Kampala, Uganda | THE INDEPENDENT | A former member of the Amuka militia group has said that government soldiers mistakenly attacked and killed civilians and burned their homes in the Abok internally displaced people’s (IDP) camp. The militia fought alongside the Uganda People’s Defence Force-UPDF during the LRA insurgency.
Witness D-121 told the International Criminal Court (ICC) on Thursday that the soldiers mistakenly thought that the civilians were fighters of the Lord’s Resistance Army (LRA) who had attacked the camp.
The witness was part of the Amuka militia, who repulsed the LRA fighters before they could kill anyone or damage property in Abok. He said their commanders at the time told them not to speak about what happened in Abok during the June 8, 2004, LRA attack.
Trial lawyer Sanyu Ndagire, who cross-examined Witness D-121 challenged his testimony and presented him with evidence from a Ugandan military trial in which witnesses said the LRA overpowered the army during the Abok attack.
Witness D-121 testified in the trial of a former LRA Sinia Brigade Commander, Dominic Ongwen who has been charged with 13 counts of war crimes and crimes against humanity for his alleged role in the Abok attack.
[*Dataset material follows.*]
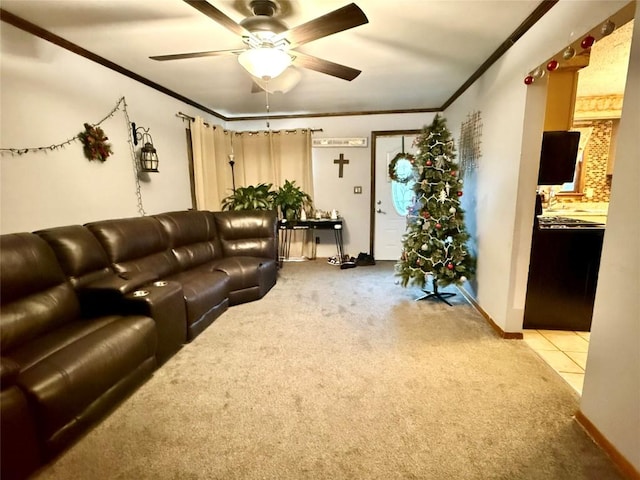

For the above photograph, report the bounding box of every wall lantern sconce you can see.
[131,122,159,172]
Ongwen has also been charged with allegedly being involved in attacks on three other IDP camps in northern Uganda between 2003 and 2004. Other charges against him include sexual and gender-based crimes and conscripting child soldiers. He has pleaded not guilty to all the charges.
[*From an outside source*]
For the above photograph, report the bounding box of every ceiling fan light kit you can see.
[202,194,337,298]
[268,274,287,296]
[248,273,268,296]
The witness told the court that he was a student when the LRA abducted him on December 20, 2001. He said he escaped in late March or April 2002.
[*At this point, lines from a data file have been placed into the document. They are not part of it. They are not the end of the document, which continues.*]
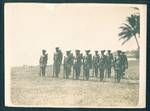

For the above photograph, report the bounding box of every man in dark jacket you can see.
[74,50,82,80]
[114,50,123,83]
[93,51,100,78]
[83,50,92,80]
[99,50,107,81]
[39,49,48,77]
[63,50,73,79]
[121,51,128,78]
[106,50,113,78]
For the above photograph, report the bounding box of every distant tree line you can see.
[125,49,139,59]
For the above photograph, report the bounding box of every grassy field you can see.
[11,60,139,107]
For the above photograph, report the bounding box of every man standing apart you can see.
[53,47,62,77]
[39,49,48,77]
[63,51,73,79]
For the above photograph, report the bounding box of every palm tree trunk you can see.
[134,35,140,59]
[134,35,140,51]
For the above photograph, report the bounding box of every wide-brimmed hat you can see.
[85,50,90,53]
[75,50,80,53]
[101,50,105,53]
[117,50,121,53]
[42,49,46,53]
[55,47,59,50]
[122,51,125,54]
[95,50,98,53]
[108,50,111,53]
[66,50,71,53]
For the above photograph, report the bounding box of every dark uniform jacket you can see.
[93,55,100,68]
[99,55,107,70]
[114,55,122,71]
[83,54,92,70]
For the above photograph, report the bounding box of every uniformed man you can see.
[63,51,72,79]
[53,47,62,78]
[73,50,82,80]
[93,51,100,78]
[58,49,63,65]
[121,52,128,78]
[114,50,123,83]
[83,50,92,80]
[106,50,113,78]
[70,52,74,76]
[39,49,48,77]
[99,50,107,81]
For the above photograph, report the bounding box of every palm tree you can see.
[119,14,140,50]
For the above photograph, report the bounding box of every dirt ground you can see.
[11,60,139,107]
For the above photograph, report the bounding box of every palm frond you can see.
[119,31,133,40]
[127,14,140,35]
[121,37,132,45]
[118,14,140,48]
[126,15,137,29]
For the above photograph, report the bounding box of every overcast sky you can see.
[5,3,144,66]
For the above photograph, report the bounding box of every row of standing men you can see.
[51,47,128,83]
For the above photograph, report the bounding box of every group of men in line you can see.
[39,47,128,83]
Krispus Ayena Odongo, Ongwen’s lead lawyer and Ndagire questioned Witness D-121 about his period of abduction because what he said in court was different from what he told the defence in a December 2017 interview and the prosecution in a December 2018 interview.
During his testimony, Witness D-121 insisted that he was abducted in December 2001 and was with the LRA only for three months and anything else that was recorded in his previous interviews was a mistake.
However what was not in dispute was that Witness D-121 joined Amuka, which he described as a local defence force the Lango set up because “the LRA had defeated the Uganda People’s Defense Force – UPDF.
Witness D-121 said he joined Amuka in April 2004, but the UPDF did not train him because of his experience in the LRA. He said he was posted to Abok where there were about 300 UPDF soldiers and Amuka members.
Presiding Judge Bertram Schmitt adjourned the next hearing to April 30.